Burns Park Methodist Church where the drop in event is held.

Burns Park Methodist Church where the drop in event is held.

These drop in nights give the people who don’t have the stability of a normal daily lifestyle a bit of a break from their lives and help raise moral. Speaking to Clive, Clive normally spends his nights sleeping rough in and around the city centre. “When I come here I feel warm not just because of being indoors but also because of the love these people show. They take time out of their lives to give me and the others just a brief bite of normality. “

I spoke to Jon, a former office worker whose life turned into a dark spiral through a combination of drinking and gambling. At one point Jon was living in an old abandoned house. “Living in the abandoned house was such a dramatic change, I was living in a nice flat and had what I thought was a good life, but addiction ruined it. I know it’s my fault but I’m in this mess, these people here at the centre are the salt of the earth.”
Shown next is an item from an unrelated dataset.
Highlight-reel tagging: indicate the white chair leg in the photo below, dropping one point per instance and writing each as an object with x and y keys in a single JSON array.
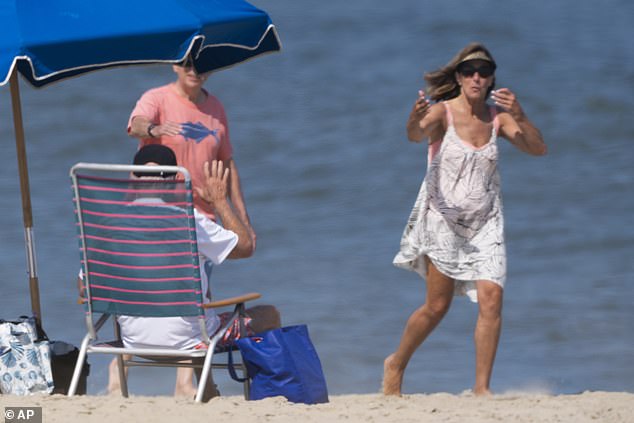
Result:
[{"x": 81, "y": 358}]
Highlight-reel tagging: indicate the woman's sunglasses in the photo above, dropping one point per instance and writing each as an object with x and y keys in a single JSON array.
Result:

Not everyone sees the centre as a good thing, some residents of the area have moaned that having a large group of homeless people hanging around on the streets waiting for the ‘drop in’ event to start make the neighbour less appealing and dangerous. “On a Sunday I feel very uneasy walking to the local shop from my house because I have to pass the church and there is always a large group of men lingering around waiting to go into the church. For people who are driving past it can’t give a very good impression on the standard of the neighbourhood.” Beechwood Street resident Rob Parsons.

The event on a Sunday night is seen by many as a positive aspect of society coming together and helping out those who aren’t always guaranteed a warm night’s sleep or even a meal a day.